Außer ihrer kurzen Zeit in Berlin, bei ihrer Tante Margaret, hatte Anne Marie
niemals vorher eine derartige Gesellschaft erlebt. Ihre kleine Provinzstadt war
regelrecht ‚nicht existent’.
Sie erfuhr einiges über Skandale und Liebschaften, vom Bankrott einiger
wohlbekannten Persönlichkeit, und sah wie einige mit ihrem Reichtum prahlten,
nach dem Motto: ‚Was kostet die Welt?“.
Anne Marie wünschte sich fast, dass sie in Genf ein allein stehendes Mädchen wäre. Ihre natürliche Schönheit, unterstützt durch die ‚Pflege’ ihre Tante und Suzanne, sowie ihre Erscheinung und die Haltung, ließ sie als eine begehrenswerte junge Dame erscheinen. Die Aufmerksamkeit der vielen geeigneten Junggesellen der urlaubenden Elite, war ihr sicher, sehr zum Ärger von Fritz.

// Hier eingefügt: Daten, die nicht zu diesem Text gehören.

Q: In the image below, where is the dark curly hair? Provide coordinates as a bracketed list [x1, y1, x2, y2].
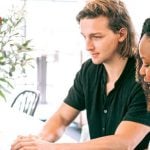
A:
[136, 18, 150, 111]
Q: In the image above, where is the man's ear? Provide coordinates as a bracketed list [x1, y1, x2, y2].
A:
[119, 28, 128, 42]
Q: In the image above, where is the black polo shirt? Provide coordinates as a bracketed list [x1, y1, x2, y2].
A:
[64, 58, 150, 150]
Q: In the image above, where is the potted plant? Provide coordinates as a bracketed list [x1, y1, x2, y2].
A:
[0, 9, 33, 100]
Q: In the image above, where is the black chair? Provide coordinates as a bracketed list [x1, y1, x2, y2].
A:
[11, 90, 40, 116]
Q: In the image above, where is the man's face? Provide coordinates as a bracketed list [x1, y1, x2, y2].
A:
[139, 35, 150, 82]
[80, 16, 124, 64]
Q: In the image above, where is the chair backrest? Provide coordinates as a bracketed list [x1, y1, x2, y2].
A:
[11, 90, 40, 116]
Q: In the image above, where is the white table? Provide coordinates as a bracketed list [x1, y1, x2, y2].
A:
[0, 103, 76, 150]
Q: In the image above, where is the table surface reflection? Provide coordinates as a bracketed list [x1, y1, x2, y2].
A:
[0, 103, 76, 150]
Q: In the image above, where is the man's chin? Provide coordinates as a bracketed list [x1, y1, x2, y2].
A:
[92, 59, 102, 65]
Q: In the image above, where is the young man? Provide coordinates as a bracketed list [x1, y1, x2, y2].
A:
[137, 18, 150, 112]
[12, 0, 150, 150]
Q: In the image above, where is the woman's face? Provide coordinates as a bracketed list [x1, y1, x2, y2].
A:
[139, 35, 150, 82]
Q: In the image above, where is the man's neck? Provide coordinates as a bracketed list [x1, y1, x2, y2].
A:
[104, 57, 128, 94]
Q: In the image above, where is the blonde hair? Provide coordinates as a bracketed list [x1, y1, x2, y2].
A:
[76, 0, 136, 57]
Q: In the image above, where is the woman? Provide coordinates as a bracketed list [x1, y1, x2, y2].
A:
[137, 18, 150, 111]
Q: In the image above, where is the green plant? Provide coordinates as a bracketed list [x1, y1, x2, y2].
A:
[0, 9, 33, 100]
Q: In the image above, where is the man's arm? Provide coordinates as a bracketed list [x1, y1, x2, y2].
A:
[53, 121, 150, 150]
[40, 103, 79, 142]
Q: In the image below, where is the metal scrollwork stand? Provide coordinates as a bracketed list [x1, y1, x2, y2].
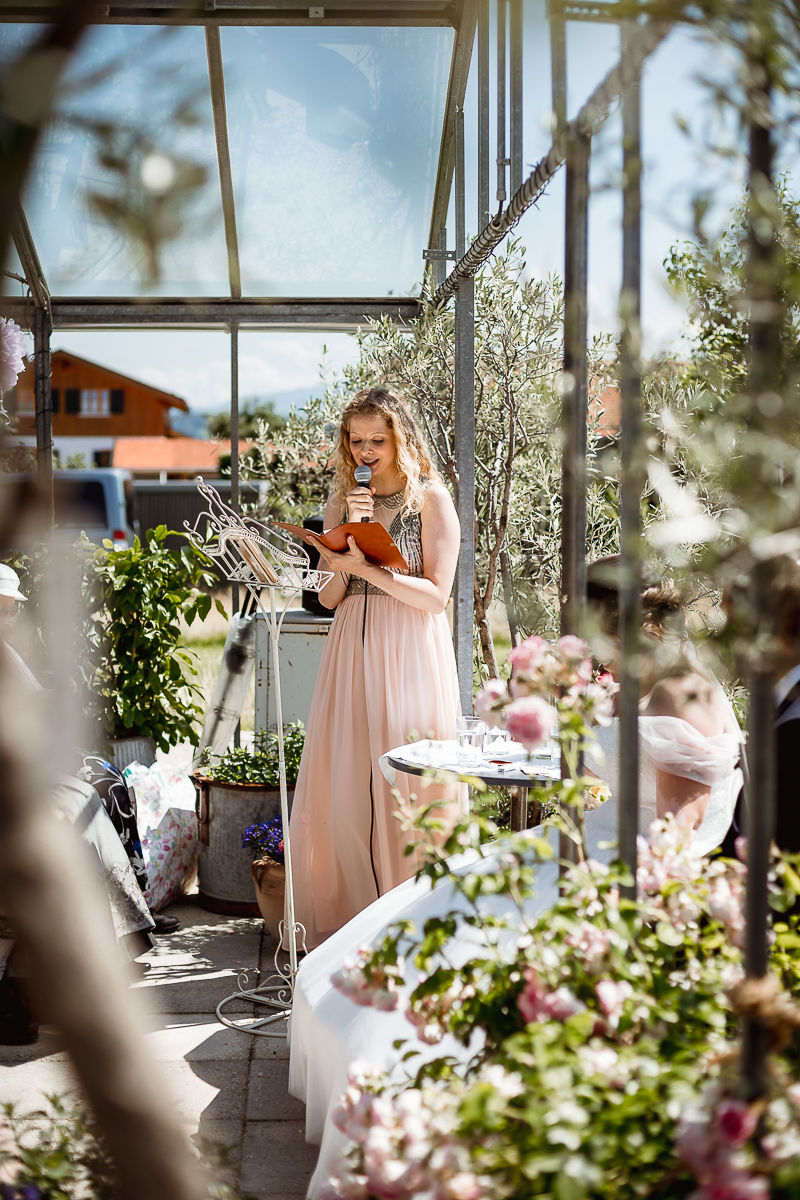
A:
[185, 478, 333, 1037]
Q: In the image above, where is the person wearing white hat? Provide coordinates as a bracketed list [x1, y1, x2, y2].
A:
[0, 563, 42, 691]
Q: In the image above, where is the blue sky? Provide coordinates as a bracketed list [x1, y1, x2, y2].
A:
[3, 7, 772, 410]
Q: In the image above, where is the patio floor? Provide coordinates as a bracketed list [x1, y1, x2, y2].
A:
[0, 895, 318, 1200]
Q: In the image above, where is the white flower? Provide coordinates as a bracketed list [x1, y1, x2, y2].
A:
[0, 317, 25, 396]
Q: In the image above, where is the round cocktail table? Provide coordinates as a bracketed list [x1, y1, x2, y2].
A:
[379, 739, 561, 832]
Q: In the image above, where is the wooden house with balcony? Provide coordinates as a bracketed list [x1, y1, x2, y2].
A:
[4, 350, 188, 467]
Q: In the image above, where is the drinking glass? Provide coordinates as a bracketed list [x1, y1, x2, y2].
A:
[456, 716, 486, 762]
[483, 727, 511, 758]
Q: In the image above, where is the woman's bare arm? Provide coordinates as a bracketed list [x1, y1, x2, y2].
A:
[309, 482, 461, 613]
[319, 494, 350, 608]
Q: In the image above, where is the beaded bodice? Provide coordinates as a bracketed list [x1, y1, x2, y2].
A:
[344, 492, 423, 596]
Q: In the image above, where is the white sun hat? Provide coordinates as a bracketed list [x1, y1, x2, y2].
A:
[0, 563, 28, 600]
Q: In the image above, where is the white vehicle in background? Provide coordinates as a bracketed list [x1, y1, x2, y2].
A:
[0, 467, 134, 550]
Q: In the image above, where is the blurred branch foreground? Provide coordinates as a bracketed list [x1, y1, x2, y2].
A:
[0, 480, 204, 1200]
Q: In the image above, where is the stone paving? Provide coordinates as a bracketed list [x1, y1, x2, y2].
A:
[0, 896, 317, 1200]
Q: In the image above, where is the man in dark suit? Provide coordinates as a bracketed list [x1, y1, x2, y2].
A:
[720, 564, 800, 858]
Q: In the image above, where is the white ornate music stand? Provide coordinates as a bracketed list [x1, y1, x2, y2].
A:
[184, 476, 333, 1037]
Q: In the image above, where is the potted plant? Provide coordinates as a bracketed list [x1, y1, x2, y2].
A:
[241, 812, 287, 942]
[193, 721, 306, 928]
[77, 526, 224, 768]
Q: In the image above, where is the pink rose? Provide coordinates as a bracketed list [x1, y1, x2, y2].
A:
[715, 1099, 758, 1146]
[509, 634, 547, 674]
[506, 696, 551, 751]
[543, 988, 587, 1021]
[559, 634, 591, 662]
[595, 979, 633, 1030]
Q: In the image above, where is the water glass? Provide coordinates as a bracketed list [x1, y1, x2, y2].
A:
[483, 727, 511, 758]
[456, 716, 486, 763]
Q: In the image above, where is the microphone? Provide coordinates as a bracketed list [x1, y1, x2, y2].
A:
[353, 466, 372, 524]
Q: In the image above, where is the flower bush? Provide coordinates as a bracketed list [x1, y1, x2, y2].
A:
[327, 637, 800, 1200]
[241, 812, 284, 866]
[327, 817, 800, 1200]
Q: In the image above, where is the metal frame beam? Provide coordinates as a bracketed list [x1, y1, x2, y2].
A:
[0, 296, 422, 332]
[428, 0, 477, 250]
[453, 277, 475, 714]
[0, 0, 459, 28]
[205, 25, 241, 300]
[11, 205, 50, 308]
[618, 22, 644, 898]
[434, 20, 672, 304]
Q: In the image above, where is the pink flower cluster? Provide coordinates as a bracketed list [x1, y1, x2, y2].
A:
[517, 967, 587, 1025]
[405, 979, 475, 1045]
[637, 814, 747, 949]
[0, 317, 25, 396]
[708, 862, 747, 950]
[331, 946, 405, 1013]
[678, 1097, 770, 1200]
[323, 1063, 501, 1200]
[475, 634, 618, 750]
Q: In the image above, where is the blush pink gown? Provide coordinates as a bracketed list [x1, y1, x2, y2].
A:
[289, 493, 467, 949]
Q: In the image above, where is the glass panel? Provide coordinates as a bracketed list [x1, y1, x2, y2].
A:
[222, 26, 453, 296]
[53, 475, 108, 529]
[0, 25, 229, 295]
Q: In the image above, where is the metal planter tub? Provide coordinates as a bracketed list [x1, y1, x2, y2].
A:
[192, 773, 294, 917]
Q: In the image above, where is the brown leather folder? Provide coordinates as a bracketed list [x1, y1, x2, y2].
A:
[272, 521, 408, 571]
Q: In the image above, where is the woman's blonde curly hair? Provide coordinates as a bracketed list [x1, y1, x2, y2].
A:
[333, 388, 439, 514]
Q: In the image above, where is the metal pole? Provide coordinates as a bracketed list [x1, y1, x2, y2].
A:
[560, 133, 591, 862]
[509, 0, 523, 196]
[477, 0, 492, 233]
[453, 278, 475, 714]
[618, 23, 643, 895]
[741, 63, 781, 1099]
[34, 307, 54, 526]
[230, 320, 241, 746]
[549, 0, 566, 137]
[496, 0, 507, 206]
[456, 108, 467, 259]
[437, 226, 447, 288]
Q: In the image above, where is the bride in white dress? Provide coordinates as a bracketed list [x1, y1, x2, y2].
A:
[289, 566, 742, 1198]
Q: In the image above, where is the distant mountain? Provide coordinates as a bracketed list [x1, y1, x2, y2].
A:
[260, 383, 326, 416]
[170, 383, 325, 438]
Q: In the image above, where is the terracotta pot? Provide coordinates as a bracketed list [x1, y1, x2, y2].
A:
[249, 858, 287, 942]
[192, 772, 294, 917]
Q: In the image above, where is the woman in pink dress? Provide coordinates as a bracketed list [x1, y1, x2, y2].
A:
[290, 388, 464, 949]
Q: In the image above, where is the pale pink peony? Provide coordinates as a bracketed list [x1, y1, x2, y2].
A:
[506, 696, 551, 750]
[517, 967, 585, 1025]
[475, 679, 509, 727]
[509, 634, 548, 674]
[0, 317, 25, 395]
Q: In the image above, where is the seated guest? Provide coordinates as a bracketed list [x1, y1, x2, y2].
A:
[587, 554, 742, 854]
[0, 564, 160, 1045]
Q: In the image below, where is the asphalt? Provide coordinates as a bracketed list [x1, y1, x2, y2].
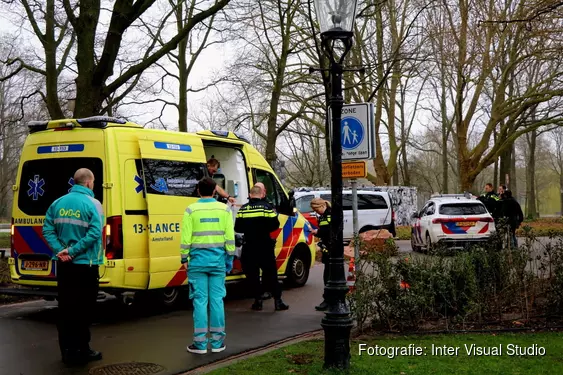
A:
[0, 264, 330, 375]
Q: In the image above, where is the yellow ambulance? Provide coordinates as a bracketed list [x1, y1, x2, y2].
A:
[9, 116, 315, 306]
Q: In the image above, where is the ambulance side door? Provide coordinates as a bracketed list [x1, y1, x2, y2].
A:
[252, 168, 299, 269]
[136, 140, 207, 289]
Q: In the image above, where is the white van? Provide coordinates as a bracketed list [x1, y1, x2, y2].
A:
[294, 188, 397, 241]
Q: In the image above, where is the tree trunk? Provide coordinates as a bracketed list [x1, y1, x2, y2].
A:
[526, 130, 538, 219]
[176, 2, 189, 132]
[559, 173, 563, 216]
[510, 144, 518, 200]
[74, 0, 103, 118]
[493, 131, 499, 189]
[43, 0, 65, 120]
[401, 137, 411, 186]
[373, 7, 390, 186]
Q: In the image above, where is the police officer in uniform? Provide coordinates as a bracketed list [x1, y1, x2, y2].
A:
[43, 168, 104, 364]
[180, 177, 235, 354]
[311, 198, 331, 311]
[235, 186, 289, 311]
[477, 183, 500, 219]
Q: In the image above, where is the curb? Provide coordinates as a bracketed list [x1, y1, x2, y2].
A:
[177, 329, 324, 375]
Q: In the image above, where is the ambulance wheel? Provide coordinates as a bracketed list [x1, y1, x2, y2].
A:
[285, 246, 311, 288]
[411, 233, 422, 253]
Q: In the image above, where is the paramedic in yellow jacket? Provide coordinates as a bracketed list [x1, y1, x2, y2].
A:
[180, 177, 235, 354]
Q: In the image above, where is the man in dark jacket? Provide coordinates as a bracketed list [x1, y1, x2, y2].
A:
[501, 190, 524, 247]
[235, 186, 289, 311]
[311, 198, 332, 311]
[477, 183, 500, 219]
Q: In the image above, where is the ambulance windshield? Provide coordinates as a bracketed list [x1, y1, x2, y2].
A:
[18, 158, 104, 216]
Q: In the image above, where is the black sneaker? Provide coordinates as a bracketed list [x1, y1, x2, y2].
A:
[315, 301, 328, 311]
[275, 298, 289, 311]
[84, 349, 102, 362]
[261, 292, 272, 301]
[188, 344, 207, 354]
[250, 299, 262, 311]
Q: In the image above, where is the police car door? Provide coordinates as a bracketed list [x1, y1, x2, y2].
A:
[136, 140, 206, 289]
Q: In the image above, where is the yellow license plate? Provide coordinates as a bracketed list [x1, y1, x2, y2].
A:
[455, 221, 476, 227]
[22, 260, 49, 271]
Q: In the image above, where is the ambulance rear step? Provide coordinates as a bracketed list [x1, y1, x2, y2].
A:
[0, 288, 107, 301]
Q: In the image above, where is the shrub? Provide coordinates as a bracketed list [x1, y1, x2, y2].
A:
[348, 232, 563, 331]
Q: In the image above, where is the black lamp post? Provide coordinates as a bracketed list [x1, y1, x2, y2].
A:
[315, 0, 358, 369]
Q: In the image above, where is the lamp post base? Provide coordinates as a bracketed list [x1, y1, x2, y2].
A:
[321, 294, 353, 370]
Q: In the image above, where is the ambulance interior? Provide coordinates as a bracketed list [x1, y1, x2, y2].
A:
[204, 145, 250, 213]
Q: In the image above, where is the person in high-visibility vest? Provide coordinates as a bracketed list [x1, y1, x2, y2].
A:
[180, 177, 235, 354]
[311, 198, 331, 311]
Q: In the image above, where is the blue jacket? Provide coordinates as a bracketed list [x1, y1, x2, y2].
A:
[43, 185, 105, 265]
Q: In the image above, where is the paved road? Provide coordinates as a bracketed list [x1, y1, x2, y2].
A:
[0, 265, 330, 375]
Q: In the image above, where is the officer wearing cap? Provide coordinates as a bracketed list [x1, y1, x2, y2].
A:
[235, 184, 289, 311]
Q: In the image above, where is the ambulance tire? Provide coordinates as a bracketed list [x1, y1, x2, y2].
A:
[285, 245, 311, 288]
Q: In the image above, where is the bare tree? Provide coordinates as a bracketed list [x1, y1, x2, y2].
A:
[1, 0, 230, 118]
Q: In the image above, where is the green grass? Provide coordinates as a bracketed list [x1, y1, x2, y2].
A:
[210, 333, 563, 375]
[0, 232, 10, 249]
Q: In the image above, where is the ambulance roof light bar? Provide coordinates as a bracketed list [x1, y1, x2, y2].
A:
[203, 129, 250, 144]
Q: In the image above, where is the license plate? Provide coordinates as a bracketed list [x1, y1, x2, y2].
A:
[455, 221, 476, 227]
[22, 260, 49, 271]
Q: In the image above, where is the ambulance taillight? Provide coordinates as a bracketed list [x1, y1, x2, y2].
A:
[104, 216, 123, 259]
[10, 218, 16, 256]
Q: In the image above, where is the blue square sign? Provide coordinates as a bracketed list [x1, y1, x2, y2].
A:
[328, 103, 375, 161]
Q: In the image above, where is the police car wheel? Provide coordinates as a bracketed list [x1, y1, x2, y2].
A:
[160, 288, 180, 306]
[411, 238, 422, 252]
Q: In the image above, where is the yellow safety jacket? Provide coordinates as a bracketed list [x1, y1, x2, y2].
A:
[180, 198, 235, 268]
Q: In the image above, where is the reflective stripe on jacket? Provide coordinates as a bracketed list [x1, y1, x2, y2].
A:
[180, 198, 235, 268]
[235, 198, 280, 246]
[43, 185, 105, 265]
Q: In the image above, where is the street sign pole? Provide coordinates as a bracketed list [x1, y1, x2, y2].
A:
[350, 178, 360, 261]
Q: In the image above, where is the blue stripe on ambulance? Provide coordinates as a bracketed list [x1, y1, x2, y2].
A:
[37, 144, 84, 154]
[154, 142, 192, 152]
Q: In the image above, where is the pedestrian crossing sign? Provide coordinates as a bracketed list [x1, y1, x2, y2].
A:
[329, 103, 375, 161]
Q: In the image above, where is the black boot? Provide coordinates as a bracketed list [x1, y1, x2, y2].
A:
[251, 299, 262, 311]
[315, 300, 328, 311]
[275, 298, 289, 311]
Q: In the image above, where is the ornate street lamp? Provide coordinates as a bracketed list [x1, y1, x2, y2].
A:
[315, 0, 358, 369]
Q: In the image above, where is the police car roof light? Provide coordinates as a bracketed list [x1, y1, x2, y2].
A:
[209, 129, 229, 137]
[430, 193, 471, 199]
[27, 121, 49, 134]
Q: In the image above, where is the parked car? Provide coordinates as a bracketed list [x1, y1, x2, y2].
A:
[411, 194, 495, 251]
[294, 188, 397, 241]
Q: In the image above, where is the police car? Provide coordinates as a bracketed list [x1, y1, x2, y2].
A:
[411, 194, 495, 251]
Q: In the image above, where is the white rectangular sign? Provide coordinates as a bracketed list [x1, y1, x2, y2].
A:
[328, 103, 375, 161]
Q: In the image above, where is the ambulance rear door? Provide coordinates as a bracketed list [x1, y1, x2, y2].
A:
[139, 140, 206, 289]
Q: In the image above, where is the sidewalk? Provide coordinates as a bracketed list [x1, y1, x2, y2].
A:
[0, 265, 324, 375]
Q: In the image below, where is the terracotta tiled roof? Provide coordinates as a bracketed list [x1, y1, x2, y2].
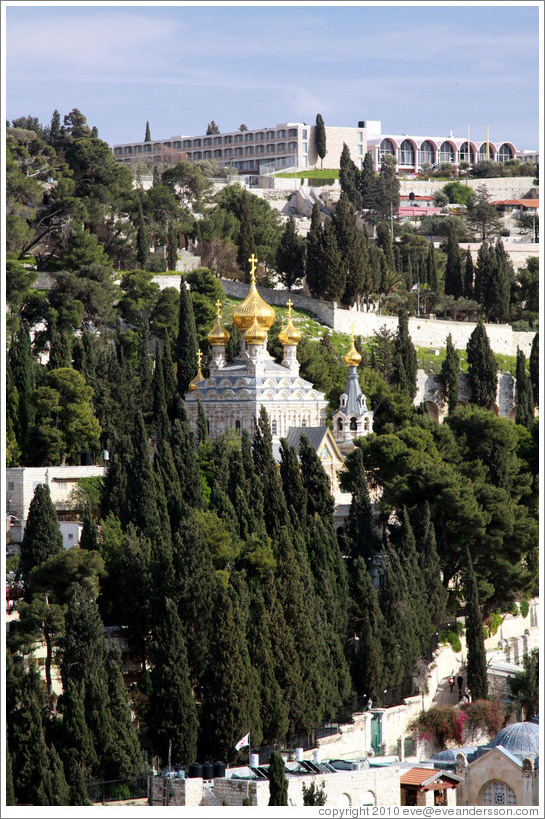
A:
[399, 768, 460, 791]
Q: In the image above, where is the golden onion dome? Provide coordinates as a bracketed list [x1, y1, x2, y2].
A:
[207, 299, 230, 347]
[189, 350, 204, 392]
[233, 253, 276, 333]
[278, 299, 302, 347]
[244, 316, 267, 344]
[344, 328, 361, 367]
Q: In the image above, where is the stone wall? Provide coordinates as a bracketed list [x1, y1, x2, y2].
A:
[215, 277, 535, 357]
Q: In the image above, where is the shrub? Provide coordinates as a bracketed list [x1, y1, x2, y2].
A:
[461, 699, 510, 739]
[519, 600, 530, 617]
[409, 706, 467, 750]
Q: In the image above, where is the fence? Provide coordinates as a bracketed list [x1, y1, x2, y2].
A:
[87, 774, 148, 802]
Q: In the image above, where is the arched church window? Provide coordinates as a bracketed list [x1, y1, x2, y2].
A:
[481, 779, 517, 805]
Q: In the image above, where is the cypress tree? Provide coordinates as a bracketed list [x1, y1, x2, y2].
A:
[237, 191, 255, 283]
[339, 142, 358, 204]
[299, 435, 335, 522]
[176, 276, 198, 397]
[418, 501, 447, 626]
[248, 588, 288, 743]
[441, 333, 460, 415]
[136, 197, 149, 270]
[276, 216, 305, 291]
[314, 114, 326, 168]
[280, 438, 307, 529]
[162, 330, 178, 420]
[138, 321, 153, 418]
[466, 321, 498, 409]
[197, 395, 208, 446]
[202, 585, 252, 762]
[9, 321, 36, 449]
[320, 219, 346, 301]
[149, 598, 198, 765]
[170, 414, 203, 508]
[79, 503, 98, 552]
[267, 748, 288, 806]
[350, 557, 384, 702]
[19, 483, 63, 580]
[530, 333, 539, 407]
[346, 447, 380, 565]
[356, 152, 377, 211]
[305, 202, 324, 298]
[515, 347, 534, 430]
[463, 248, 475, 299]
[151, 344, 170, 441]
[394, 308, 418, 399]
[173, 510, 216, 687]
[445, 230, 463, 299]
[464, 547, 488, 700]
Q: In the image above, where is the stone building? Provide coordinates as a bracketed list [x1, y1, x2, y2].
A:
[185, 256, 327, 443]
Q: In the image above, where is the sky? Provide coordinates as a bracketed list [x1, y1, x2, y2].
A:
[2, 2, 541, 150]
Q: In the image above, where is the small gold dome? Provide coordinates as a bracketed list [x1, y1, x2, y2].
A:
[233, 254, 276, 333]
[344, 328, 361, 367]
[189, 350, 205, 392]
[278, 299, 302, 347]
[244, 316, 267, 344]
[207, 299, 230, 347]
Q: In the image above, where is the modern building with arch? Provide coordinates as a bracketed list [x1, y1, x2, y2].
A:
[367, 131, 527, 174]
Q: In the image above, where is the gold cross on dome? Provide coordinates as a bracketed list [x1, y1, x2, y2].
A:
[248, 253, 257, 282]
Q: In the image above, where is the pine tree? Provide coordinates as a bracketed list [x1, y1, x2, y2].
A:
[237, 191, 255, 282]
[320, 219, 346, 301]
[394, 308, 417, 398]
[267, 751, 288, 806]
[445, 230, 464, 299]
[276, 216, 305, 291]
[136, 197, 149, 270]
[441, 333, 460, 415]
[149, 598, 198, 765]
[305, 202, 324, 298]
[19, 484, 63, 580]
[464, 548, 488, 701]
[530, 333, 539, 407]
[515, 347, 534, 430]
[466, 321, 498, 409]
[176, 276, 198, 398]
[314, 114, 326, 168]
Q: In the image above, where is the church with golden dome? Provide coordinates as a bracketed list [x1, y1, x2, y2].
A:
[185, 255, 373, 480]
[185, 255, 327, 441]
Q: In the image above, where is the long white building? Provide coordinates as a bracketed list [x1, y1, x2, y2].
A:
[109, 120, 538, 176]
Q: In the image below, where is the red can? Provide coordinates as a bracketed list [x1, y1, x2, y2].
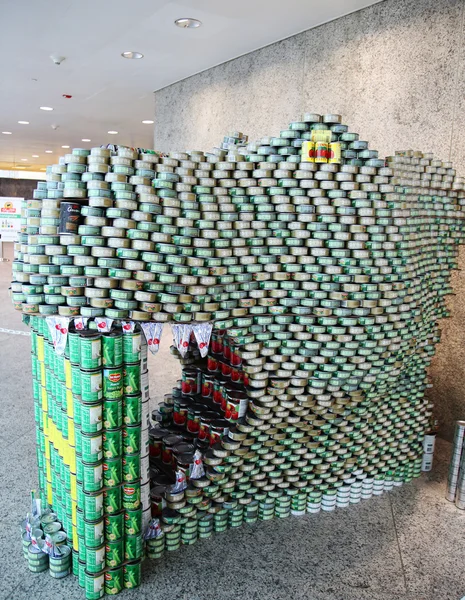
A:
[211, 329, 224, 354]
[181, 369, 200, 396]
[202, 373, 215, 398]
[207, 354, 219, 373]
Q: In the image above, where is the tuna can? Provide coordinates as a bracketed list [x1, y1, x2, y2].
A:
[103, 366, 123, 400]
[105, 537, 124, 568]
[124, 508, 142, 536]
[85, 571, 105, 600]
[105, 512, 124, 541]
[103, 486, 123, 514]
[79, 331, 102, 371]
[123, 454, 141, 483]
[84, 519, 105, 548]
[84, 492, 103, 521]
[102, 331, 123, 368]
[80, 402, 102, 433]
[81, 369, 103, 404]
[123, 425, 141, 454]
[103, 399, 123, 429]
[103, 458, 123, 488]
[82, 433, 103, 464]
[102, 426, 123, 460]
[58, 202, 81, 235]
[82, 462, 103, 494]
[86, 544, 105, 573]
[123, 363, 141, 396]
[123, 331, 141, 364]
[124, 535, 142, 561]
[123, 482, 141, 510]
[123, 395, 142, 425]
[123, 560, 141, 589]
[105, 567, 123, 596]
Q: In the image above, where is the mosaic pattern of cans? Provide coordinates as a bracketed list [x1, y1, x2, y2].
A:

Aber Anne Marie war ein gutes Mädchen, und während sie aus Spaß flirtete, besonders mit einem schneidigen Italiener, gab sie niemals einen negativen Anlass für ihren Ehemann. Sie verbrachte viel Zeit an seiner Seite.
Die Zeit fliegt schnell vorbei, wenn es viel Spaß macht.
Und als Anne Marie eines Morgens aufwachte, kam sie zu der traurigen
Erkenntnis, dass der nächste Tag der letzte Tag in der Schweiz sein würde.
Sie verbrachten ihren letzten Tag damit, Arm in Arm am See entlang zu
promenieren und dabei das schöne Bergpanorama zu bewundern.
Abends stiegen sie in den Zug nach Berlin.
Die Reise war wunderbar gewesen, aber leider war sie vorbei. Trotzdem schaute Anne Marie optimistisch in die Zukunft. Auf sie wartete ein gemeinsames Leben mit Fritz, und außerdem war da noch das neue Heim.